A Bad President Under a Crowd

Not long ago, I was somewhere that had several flat-screen televisions lining the walls. The volume on the tvs was off, but programs were playing anyway, and closed-captioning was used so those watching could know what was being said.

I know that closed-captioning, unlike subtitling, is generally in real-time, but I was still surprised by the number of mistakes -- there were errors in nearly every sentence. Some were really odd, though many were clearly based on phonetic confusions. Sometimes a caption was corrected, but usually the viewer was left to puzzle it out (and to giggle, as in my case).

Here are a few of the wrong captions I recall:

“This sets a bad president” instead of “This sets a bad precedent”
“Now things are under a crowd” instead of “Now things are under a cloud”
“This is about award” instead of “This is about a war”

Bad closed-captioning and bad subtitling can definitely set a bad president.

2 comments:

Eric Dickens said...

I had to consult my old friend Wiki to find out what "closed captioning" was, and I wasn't aware at all of the live usage.

But whatever the technology, the message is only as good as the translator. And these captioners, like interpreters, must surely suffer more from stress than those people who translate a poem, put it in a drawer for a month, then bring it out to alter a comma on line eight.

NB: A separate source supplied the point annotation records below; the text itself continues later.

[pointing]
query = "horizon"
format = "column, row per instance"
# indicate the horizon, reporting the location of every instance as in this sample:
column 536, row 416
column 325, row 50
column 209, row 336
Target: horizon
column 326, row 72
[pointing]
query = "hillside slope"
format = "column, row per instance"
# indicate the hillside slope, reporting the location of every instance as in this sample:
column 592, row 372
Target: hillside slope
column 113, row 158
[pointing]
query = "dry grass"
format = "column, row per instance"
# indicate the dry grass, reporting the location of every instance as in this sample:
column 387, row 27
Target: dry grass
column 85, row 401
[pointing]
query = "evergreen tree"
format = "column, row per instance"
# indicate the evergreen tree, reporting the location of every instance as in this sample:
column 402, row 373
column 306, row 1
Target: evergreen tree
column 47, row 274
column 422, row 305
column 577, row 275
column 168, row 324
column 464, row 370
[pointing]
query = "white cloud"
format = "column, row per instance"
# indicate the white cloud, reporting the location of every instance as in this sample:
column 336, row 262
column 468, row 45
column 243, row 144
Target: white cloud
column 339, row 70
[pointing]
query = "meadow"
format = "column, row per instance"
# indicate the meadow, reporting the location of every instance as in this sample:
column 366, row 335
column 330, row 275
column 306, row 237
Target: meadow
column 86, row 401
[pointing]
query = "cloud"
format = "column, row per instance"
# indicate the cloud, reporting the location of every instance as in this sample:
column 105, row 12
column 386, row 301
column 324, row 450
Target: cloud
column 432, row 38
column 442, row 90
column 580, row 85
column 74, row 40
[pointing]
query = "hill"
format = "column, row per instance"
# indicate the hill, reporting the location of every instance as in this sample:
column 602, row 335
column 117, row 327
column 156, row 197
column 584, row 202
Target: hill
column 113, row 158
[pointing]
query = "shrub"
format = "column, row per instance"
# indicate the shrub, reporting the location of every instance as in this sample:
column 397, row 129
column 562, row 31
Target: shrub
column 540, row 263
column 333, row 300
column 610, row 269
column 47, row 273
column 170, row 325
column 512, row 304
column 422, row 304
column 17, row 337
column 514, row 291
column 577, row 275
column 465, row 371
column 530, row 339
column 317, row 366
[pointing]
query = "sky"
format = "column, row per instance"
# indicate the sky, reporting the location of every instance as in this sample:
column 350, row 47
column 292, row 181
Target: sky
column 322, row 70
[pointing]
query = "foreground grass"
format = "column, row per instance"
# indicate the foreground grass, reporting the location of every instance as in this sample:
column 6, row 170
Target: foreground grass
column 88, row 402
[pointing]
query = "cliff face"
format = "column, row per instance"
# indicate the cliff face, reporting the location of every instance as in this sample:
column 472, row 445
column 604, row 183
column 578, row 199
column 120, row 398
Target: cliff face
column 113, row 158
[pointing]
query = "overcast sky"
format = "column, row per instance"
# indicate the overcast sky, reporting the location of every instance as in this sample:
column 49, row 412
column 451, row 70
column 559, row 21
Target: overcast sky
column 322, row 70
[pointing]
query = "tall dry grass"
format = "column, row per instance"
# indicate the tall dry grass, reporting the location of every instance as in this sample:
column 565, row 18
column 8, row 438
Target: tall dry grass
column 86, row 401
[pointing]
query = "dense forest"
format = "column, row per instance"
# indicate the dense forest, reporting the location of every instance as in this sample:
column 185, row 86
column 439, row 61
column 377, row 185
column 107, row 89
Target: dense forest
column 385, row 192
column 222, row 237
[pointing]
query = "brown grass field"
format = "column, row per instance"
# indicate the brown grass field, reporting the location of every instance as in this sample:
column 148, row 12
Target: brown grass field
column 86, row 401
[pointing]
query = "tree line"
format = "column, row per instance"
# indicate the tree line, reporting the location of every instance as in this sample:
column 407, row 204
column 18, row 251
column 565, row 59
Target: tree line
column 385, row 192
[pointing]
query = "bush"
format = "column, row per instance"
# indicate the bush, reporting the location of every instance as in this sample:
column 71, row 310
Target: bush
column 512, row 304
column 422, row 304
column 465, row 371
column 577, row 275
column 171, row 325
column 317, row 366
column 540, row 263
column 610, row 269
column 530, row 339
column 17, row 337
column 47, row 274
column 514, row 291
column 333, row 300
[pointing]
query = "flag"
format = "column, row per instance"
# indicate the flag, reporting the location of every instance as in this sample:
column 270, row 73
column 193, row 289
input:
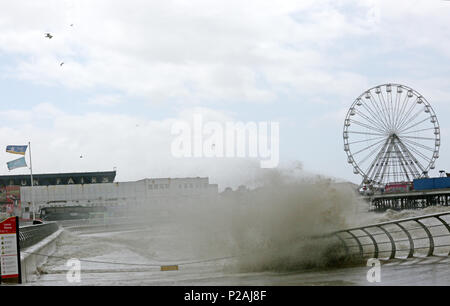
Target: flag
column 16, row 149
column 17, row 163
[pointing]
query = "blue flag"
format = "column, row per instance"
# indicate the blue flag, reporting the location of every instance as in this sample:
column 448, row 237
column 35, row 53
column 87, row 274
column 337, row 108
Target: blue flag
column 16, row 149
column 17, row 163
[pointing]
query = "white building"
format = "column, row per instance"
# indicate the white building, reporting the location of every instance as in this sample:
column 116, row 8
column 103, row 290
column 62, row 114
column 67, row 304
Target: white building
column 154, row 193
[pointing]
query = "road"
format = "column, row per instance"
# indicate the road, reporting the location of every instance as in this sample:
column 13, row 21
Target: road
column 134, row 256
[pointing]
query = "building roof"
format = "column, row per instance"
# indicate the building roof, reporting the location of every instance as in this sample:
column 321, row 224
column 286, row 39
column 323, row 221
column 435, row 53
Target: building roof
column 59, row 178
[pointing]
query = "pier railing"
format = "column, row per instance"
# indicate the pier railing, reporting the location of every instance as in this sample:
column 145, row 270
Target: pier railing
column 421, row 236
column 32, row 234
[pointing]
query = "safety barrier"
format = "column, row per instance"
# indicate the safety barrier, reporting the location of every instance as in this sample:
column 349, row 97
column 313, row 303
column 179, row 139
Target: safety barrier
column 421, row 236
column 32, row 234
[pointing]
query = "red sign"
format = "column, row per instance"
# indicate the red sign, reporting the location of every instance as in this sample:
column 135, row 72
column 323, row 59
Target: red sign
column 9, row 249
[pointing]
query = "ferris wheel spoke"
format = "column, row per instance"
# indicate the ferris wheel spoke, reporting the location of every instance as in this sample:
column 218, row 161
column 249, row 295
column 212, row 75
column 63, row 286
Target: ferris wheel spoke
column 382, row 111
column 402, row 110
column 375, row 163
column 383, row 103
column 407, row 113
column 418, row 145
column 418, row 137
column 373, row 122
column 368, row 147
column 404, row 162
column 371, row 153
column 416, row 131
column 396, row 110
column 416, row 162
column 411, row 126
column 378, row 110
column 365, row 140
column 411, row 119
column 365, row 133
column 423, row 156
column 367, row 126
column 374, row 115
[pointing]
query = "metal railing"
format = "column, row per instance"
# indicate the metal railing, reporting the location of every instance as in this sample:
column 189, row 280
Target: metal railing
column 421, row 236
column 32, row 234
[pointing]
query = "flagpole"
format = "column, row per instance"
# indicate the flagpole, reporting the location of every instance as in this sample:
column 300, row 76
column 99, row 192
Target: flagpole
column 31, row 174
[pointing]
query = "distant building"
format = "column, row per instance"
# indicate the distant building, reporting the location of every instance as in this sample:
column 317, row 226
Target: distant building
column 99, row 189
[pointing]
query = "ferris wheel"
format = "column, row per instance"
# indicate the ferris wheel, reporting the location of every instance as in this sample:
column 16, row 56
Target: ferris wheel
column 391, row 134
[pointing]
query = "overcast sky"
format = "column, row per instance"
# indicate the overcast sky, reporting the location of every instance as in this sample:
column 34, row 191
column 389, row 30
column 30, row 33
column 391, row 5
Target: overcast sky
column 131, row 68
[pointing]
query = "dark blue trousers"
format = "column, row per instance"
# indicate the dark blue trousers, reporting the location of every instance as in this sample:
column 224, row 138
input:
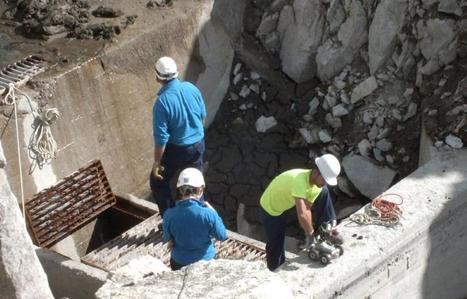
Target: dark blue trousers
column 322, row 211
column 175, row 159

But my first question when seeing B.J.'s comments here is: was this work being done by a native-speaker, or are they cutting costs by farming out the work to a distant country, where the likelihood of a non-native-speaker doing the instant translation is greater?

B.J. Epstein said...

Thank you for your comment, Eric! Closed captioning is common to see on tv (not that I watch tv anyway, since I don't own one!), but I wonder if it is perhaps a US term.
Anyway, that is a great question, and one I do not have the answer to. I'd imagine in some cases it could very well be that the work is done by a non-native, or perhaps by someone with a drastically different dialect (a speaker of Indian English rather than standard British English, for example). But probably not in all the cases.